Однако при всех своих способностях Савинцев нелегалом не стал. По ходу работы в штабе Коваленко ему пришлось встретиться с десятками посторонних разведке людей: с техническими работниками инспекции, с тайными осведомителями всех калибров, с немецкими полицейскими и пограничниками, служащими коммунистического партийного аппарата, разными «попутчиками» и прочими. В конце концов, от засекреченности Савинцева мало что осталось. Это поняла и Москва. В длинной и сердитой телеграмме Судоплатов выругал его за потерю «личной конспирации» и приказал рассортировать кандидатов в его боевую группу между другими разведчиками-нелегалами коваленковского отделения. Савинцев окончательно и официально превратился в штабного офицера.
Не было заметно, чтобы он огорчился таким поворотом своей карьеры. К нему вскоре приехали жена и сын. Создавалось впечатление, что с души Савинцева упал камень. Близкими друзьями мы не были. Я не мог открыто поздравить его с удачей, но втайне был рад за него и задумывался, не попробовать ли и мне таким же путем покончить с угрозой нелегальной работы.
Я понимал, что между положением Савинцева и моим была большая разница. Не только потому, что Савинцев всего лишь готовился стать нелегалом, а мне уже пришлось проработать на этом поприще много лет.
Другая мысль беспокоила меня. Не сделал ли генерал для Савинцева исключение из правил только потому, что Савинцев был совершенно необходим как штабной офицер для берлинской группы? Подполковник Коваленко был способен только на «руководящие указания» и бесчисленные перепроверки. Третий же штабной офицер, майор Мещеряков, был просто безнадежно глуп.
Я никогда толком не узнал, чем занимался майор в Германии. В аппарате Мещеряков бывал редко. Он в основном разъезжал по городам и пограничным пунктам Восточной зоны. Поговаривали о каких-то его планах переброски через межзональную границу целых вооруженных отрядов для разовых боевых операций.
Внешне Мещеряков развивал кипучую деятельность. Встречался с агентами, собирал сведения о тропах через границу и о марках оружия, которое можно закупить в Западной Германии, заказывал в архивах инспекции всякие справки о бывших датских подданных.
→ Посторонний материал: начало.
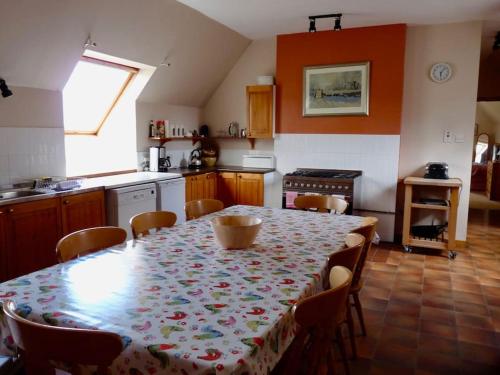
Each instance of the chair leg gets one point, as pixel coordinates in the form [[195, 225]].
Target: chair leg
[[343, 353], [359, 311], [350, 325]]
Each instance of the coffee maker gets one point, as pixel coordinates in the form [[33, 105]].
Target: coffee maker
[[158, 159]]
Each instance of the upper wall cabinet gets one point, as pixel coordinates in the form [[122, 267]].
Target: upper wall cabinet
[[260, 111]]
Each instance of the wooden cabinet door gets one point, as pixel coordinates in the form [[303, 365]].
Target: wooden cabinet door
[[83, 211], [226, 188], [33, 230], [189, 188], [250, 188], [260, 111], [210, 185]]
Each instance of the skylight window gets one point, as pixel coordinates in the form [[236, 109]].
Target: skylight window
[[91, 93]]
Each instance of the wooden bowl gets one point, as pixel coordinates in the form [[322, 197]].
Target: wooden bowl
[[236, 232]]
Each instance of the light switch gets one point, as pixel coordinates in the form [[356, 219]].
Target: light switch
[[459, 138], [447, 136]]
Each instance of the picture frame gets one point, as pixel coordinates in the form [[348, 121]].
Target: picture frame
[[336, 90]]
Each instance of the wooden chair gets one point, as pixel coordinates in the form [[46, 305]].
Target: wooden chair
[[367, 231], [321, 317], [201, 207], [142, 223], [348, 257], [322, 203], [38, 344], [87, 241]]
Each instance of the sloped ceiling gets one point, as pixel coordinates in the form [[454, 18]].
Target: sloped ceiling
[[41, 41]]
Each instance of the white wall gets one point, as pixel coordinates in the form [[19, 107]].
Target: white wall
[[430, 108], [31, 135]]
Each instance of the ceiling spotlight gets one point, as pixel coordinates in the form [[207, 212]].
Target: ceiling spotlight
[[4, 89], [337, 26], [496, 43], [89, 43], [312, 25], [337, 16]]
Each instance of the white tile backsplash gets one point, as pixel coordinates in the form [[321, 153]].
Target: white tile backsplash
[[376, 155], [27, 153]]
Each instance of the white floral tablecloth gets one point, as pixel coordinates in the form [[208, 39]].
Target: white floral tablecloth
[[181, 303]]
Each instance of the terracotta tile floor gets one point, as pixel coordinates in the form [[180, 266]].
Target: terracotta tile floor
[[426, 314]]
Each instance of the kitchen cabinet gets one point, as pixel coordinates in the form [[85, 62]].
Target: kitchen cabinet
[[30, 234], [82, 211], [260, 111], [202, 186], [30, 231], [241, 188]]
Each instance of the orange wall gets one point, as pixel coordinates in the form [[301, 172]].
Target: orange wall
[[383, 46]]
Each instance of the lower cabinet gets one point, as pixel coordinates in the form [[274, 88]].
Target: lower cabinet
[[241, 188], [202, 186], [30, 231], [81, 211]]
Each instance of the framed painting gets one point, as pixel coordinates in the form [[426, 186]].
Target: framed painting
[[332, 90]]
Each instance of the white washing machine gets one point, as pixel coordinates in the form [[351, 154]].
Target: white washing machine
[[125, 202], [172, 197]]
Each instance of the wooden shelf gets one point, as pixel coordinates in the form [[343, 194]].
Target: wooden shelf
[[430, 206], [197, 139]]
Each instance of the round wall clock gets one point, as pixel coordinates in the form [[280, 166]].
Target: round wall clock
[[441, 72]]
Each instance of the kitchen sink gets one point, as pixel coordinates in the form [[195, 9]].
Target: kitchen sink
[[18, 194]]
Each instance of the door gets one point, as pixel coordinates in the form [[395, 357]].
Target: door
[[83, 211], [260, 111], [210, 185], [250, 189], [34, 229], [226, 188], [3, 243]]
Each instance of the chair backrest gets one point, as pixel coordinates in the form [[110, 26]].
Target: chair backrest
[[201, 207], [322, 203], [367, 231], [348, 257], [42, 343], [87, 241], [142, 223], [319, 310]]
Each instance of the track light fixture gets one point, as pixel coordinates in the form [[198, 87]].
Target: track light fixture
[[89, 43], [5, 89], [496, 43], [337, 26], [312, 25]]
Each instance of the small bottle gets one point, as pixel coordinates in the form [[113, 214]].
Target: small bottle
[[152, 129]]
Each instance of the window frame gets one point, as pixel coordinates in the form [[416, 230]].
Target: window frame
[[132, 74]]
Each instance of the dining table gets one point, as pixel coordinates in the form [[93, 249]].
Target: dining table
[[180, 302]]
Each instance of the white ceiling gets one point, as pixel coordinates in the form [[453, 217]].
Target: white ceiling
[[41, 42], [264, 18]]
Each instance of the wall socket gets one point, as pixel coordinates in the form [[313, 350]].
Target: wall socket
[[447, 136]]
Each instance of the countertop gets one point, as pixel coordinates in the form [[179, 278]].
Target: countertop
[[220, 168], [129, 179]]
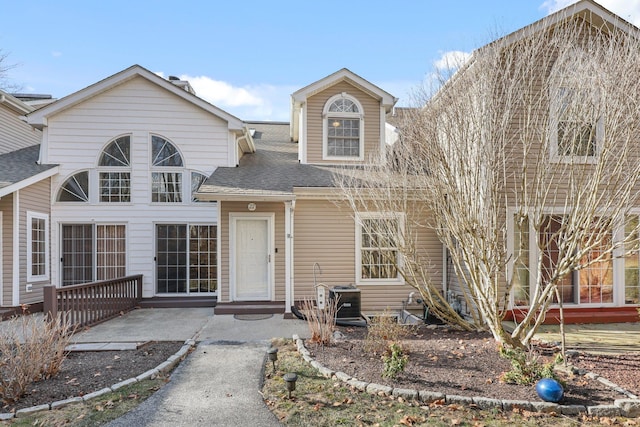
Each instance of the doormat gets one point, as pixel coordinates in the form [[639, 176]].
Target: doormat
[[252, 316]]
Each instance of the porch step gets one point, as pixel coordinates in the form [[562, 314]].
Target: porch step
[[178, 302], [249, 307]]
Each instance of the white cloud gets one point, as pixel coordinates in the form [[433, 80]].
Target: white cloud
[[626, 9], [251, 102], [451, 61]]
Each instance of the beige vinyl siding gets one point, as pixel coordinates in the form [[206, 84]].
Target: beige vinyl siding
[[34, 198], [137, 107], [326, 235], [315, 106], [279, 244], [14, 133], [6, 207]]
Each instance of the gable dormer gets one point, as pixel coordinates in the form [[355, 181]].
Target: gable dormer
[[339, 119]]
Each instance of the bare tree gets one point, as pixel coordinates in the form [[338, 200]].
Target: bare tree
[[527, 161]]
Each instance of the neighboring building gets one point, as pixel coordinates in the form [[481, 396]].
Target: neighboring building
[[25, 262], [571, 144]]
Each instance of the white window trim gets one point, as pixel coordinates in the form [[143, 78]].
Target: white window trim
[[558, 81], [325, 127], [110, 169], [358, 226], [185, 173], [555, 157], [42, 277], [617, 234]]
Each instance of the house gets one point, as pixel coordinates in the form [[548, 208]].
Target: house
[[135, 174], [558, 139], [25, 209], [131, 150], [281, 231]]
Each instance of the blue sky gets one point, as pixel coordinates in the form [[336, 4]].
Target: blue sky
[[247, 57]]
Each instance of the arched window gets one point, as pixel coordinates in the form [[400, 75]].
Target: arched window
[[166, 174], [576, 122], [114, 171], [343, 128], [75, 188]]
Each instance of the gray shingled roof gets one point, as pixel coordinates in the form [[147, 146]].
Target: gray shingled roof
[[272, 170], [20, 165]]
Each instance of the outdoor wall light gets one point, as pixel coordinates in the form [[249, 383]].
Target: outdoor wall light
[[290, 378], [273, 356]]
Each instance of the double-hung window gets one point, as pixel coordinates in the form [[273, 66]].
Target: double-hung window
[[115, 171], [91, 252], [576, 125], [37, 247], [343, 129], [378, 255]]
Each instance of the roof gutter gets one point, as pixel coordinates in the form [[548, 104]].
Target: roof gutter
[[220, 197], [15, 104]]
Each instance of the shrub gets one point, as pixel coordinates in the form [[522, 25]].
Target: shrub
[[394, 360], [382, 331], [525, 367], [31, 349]]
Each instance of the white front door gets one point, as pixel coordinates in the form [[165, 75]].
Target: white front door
[[251, 258]]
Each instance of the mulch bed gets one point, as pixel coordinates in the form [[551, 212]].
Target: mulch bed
[[468, 364]]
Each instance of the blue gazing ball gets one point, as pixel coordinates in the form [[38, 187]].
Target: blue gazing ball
[[549, 390]]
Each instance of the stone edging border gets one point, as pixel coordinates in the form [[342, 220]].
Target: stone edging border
[[162, 368], [621, 407]]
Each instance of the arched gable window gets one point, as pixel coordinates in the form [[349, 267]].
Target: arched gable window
[[75, 188], [167, 171], [575, 114], [115, 171], [343, 128]]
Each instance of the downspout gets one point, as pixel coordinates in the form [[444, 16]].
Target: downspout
[[16, 250], [289, 207]]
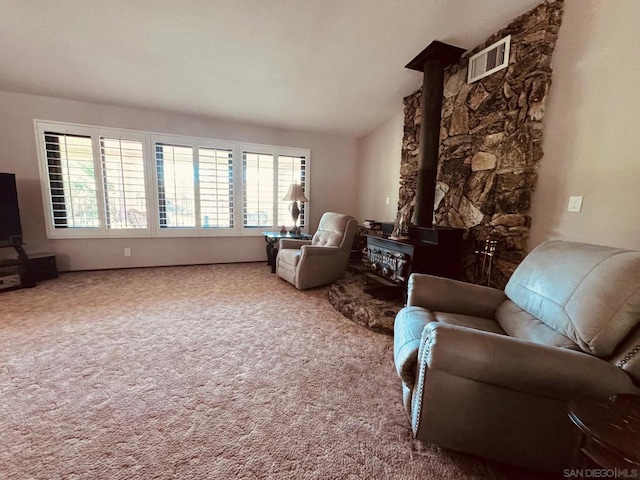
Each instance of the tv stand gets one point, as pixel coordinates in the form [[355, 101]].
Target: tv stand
[[21, 265]]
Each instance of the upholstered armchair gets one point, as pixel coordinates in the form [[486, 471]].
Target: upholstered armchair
[[490, 372], [321, 260]]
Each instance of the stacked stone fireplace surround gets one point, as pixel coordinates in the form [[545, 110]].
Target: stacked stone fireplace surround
[[490, 144], [490, 149]]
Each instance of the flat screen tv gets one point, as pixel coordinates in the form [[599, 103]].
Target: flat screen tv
[[10, 228]]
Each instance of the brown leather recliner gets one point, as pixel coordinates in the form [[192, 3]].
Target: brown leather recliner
[[321, 260], [490, 372]]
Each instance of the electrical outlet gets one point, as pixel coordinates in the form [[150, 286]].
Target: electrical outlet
[[575, 203]]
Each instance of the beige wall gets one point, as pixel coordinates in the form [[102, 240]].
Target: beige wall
[[591, 129], [591, 122], [328, 192], [379, 155]]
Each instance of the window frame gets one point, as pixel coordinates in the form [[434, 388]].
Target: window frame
[[195, 143], [149, 139], [102, 231], [277, 152]]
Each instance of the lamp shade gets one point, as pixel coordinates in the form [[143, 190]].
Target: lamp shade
[[295, 194]]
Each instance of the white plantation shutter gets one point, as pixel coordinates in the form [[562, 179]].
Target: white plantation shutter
[[104, 182], [176, 189], [215, 175], [124, 183], [290, 170], [72, 180], [258, 173]]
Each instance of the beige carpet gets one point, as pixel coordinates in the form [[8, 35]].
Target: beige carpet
[[204, 372]]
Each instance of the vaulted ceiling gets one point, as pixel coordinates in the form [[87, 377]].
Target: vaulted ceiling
[[319, 65]]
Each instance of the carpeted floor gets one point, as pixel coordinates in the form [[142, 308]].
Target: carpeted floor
[[203, 372]]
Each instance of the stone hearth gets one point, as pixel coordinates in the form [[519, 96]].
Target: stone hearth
[[490, 144], [349, 297]]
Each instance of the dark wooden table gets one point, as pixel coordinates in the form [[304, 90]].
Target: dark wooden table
[[273, 238], [610, 432]]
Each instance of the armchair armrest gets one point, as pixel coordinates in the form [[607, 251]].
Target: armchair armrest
[[292, 243], [407, 332], [520, 365], [309, 250], [447, 295]]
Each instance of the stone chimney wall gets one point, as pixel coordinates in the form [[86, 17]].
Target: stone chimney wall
[[490, 143]]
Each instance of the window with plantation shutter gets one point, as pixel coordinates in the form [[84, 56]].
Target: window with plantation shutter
[[176, 186], [72, 180], [215, 177], [195, 185], [266, 180], [100, 182], [258, 170], [290, 170], [124, 183]]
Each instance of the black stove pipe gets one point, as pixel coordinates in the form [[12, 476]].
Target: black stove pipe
[[432, 62]]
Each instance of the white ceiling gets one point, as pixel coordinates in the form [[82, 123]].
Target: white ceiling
[[318, 65]]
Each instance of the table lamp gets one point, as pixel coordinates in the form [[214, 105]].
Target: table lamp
[[294, 195]]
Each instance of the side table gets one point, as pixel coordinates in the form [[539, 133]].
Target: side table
[[610, 432], [272, 239]]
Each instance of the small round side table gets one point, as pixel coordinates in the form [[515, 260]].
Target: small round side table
[[610, 431]]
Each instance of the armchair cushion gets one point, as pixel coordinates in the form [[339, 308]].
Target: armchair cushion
[[286, 243], [588, 293], [289, 256], [524, 366], [447, 295], [520, 324]]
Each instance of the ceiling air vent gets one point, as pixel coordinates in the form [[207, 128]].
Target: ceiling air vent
[[489, 60]]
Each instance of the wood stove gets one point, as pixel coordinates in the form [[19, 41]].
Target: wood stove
[[423, 248]]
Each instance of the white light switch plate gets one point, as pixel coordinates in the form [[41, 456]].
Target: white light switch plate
[[575, 203]]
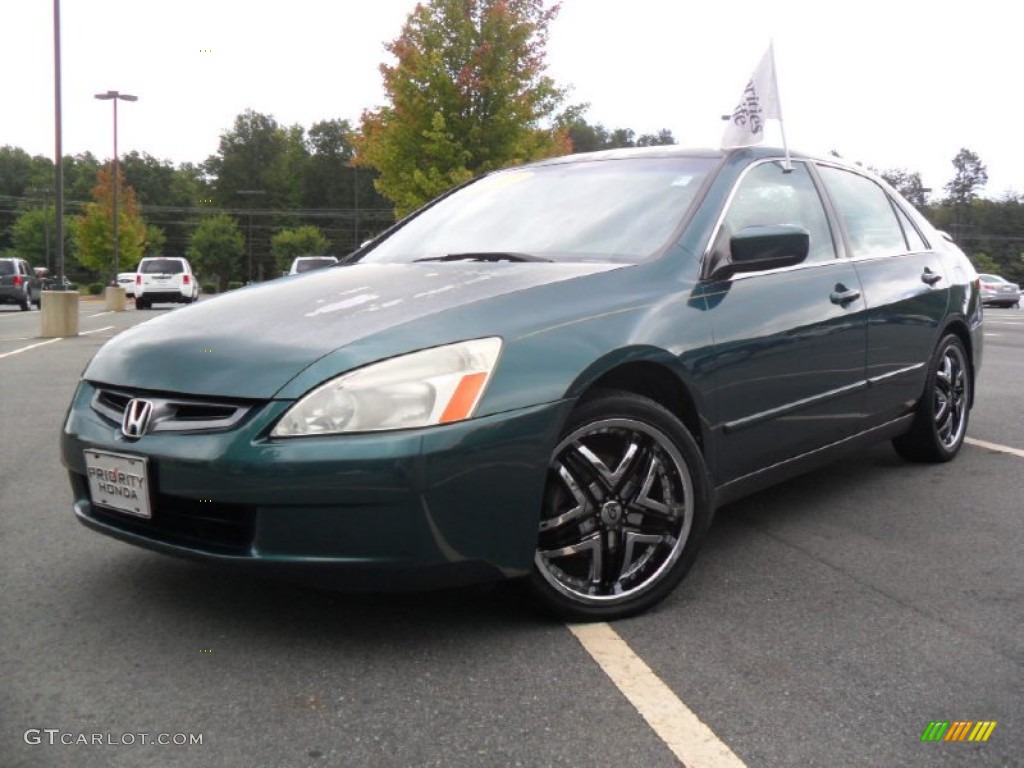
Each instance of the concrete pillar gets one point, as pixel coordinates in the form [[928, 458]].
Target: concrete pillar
[[59, 313], [116, 298]]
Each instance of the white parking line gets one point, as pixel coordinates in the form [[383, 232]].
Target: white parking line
[[31, 346], [994, 446], [690, 740]]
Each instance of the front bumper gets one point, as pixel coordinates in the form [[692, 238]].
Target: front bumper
[[419, 508]]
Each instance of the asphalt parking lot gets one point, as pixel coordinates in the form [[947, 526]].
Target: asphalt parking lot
[[826, 623]]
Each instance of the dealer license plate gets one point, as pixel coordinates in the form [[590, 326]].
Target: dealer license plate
[[119, 481]]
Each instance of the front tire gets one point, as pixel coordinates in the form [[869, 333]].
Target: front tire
[[941, 417], [626, 507]]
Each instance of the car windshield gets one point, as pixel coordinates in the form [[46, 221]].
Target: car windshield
[[610, 210], [305, 265], [161, 266]]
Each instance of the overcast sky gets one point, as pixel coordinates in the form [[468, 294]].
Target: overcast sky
[[901, 83]]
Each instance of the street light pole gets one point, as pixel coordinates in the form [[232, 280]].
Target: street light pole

Почему именно датских, никто из нас не знал. Когда Мещеряков появлялся в аппарате, то, шумно входя, почти врываясь, он оглушал всех звуками своего высокого и звонкого голоса. Лицо его было кругло, губы припухлы, а рост, как говорят, «в потолок». На правой стороне штатского костюма он носил ромб какого-то военного института. Трудно сказать, каким образом он сумел закончить этот институт, но разговаривал Мещеряков стандартными, безличными фразами, понадерганными из газетных передовиц, служебных инструкций или речей начальства. Наверное, он и сам чувствовал, насколько тусклы его проповеди, потому что пересыпал их после каждого второго слова неприличной руганью. Видимо, он верил, что такая «приправка» даст понять собеседнику, какой, мол, Мещеряков «рубаха-парень», и если он и говорит «по-простому», то только потому, что у него, дескать, такой стиль. Само собою разумеется, что единственным языком, которым Мещеряков кое-как владел, был русский.
Из кипучей деятельности Мещерякова много не вышло: никаких отрядов он никогда не сформировал. Зато малолетний сын его стал знатоком всех местных футбольных команд, состязания которых он смотрел вместе с отцом.
Да, Савинцев был совершенно необходим берлинской группе. Без него штабная работа отделения оставалась бы кипой бессодержательных бумаг, настроченных Мещеряковым и подписанных Коваленко.
Мне трудно было тягаться с Женей. У меня не было ни его трудоспособности, ни его навыков в штабной работе. И все же я чувствовал, что обязан был попробовать так же, как и он, познакомиться с максимальным количеством людей, посторонних разведке: игра стоила свеч.
Действовать нужно было осторожно, но быстро. Я должен был успеть подпортить как следует свою конспирацию прежде, чем Судоплатов поймет, что происходит, и остановит меня.
Савинцев прижал металлической печаткой дымящийся кружок сургуча на углу пакета и тут же выругался сквозь зубы. Печатка пристала к бумаге.
Я засмеялся:
– Чего же ты не поплевал. Сам же говорил, что, если поплевать, не пристанет.
Савинцев огорченно усмехнулся и взглянул на часы:
– До обеда четверть часа. Не буду я ждать начальства. Ты, может, отправишь почту, а я двинусь домой?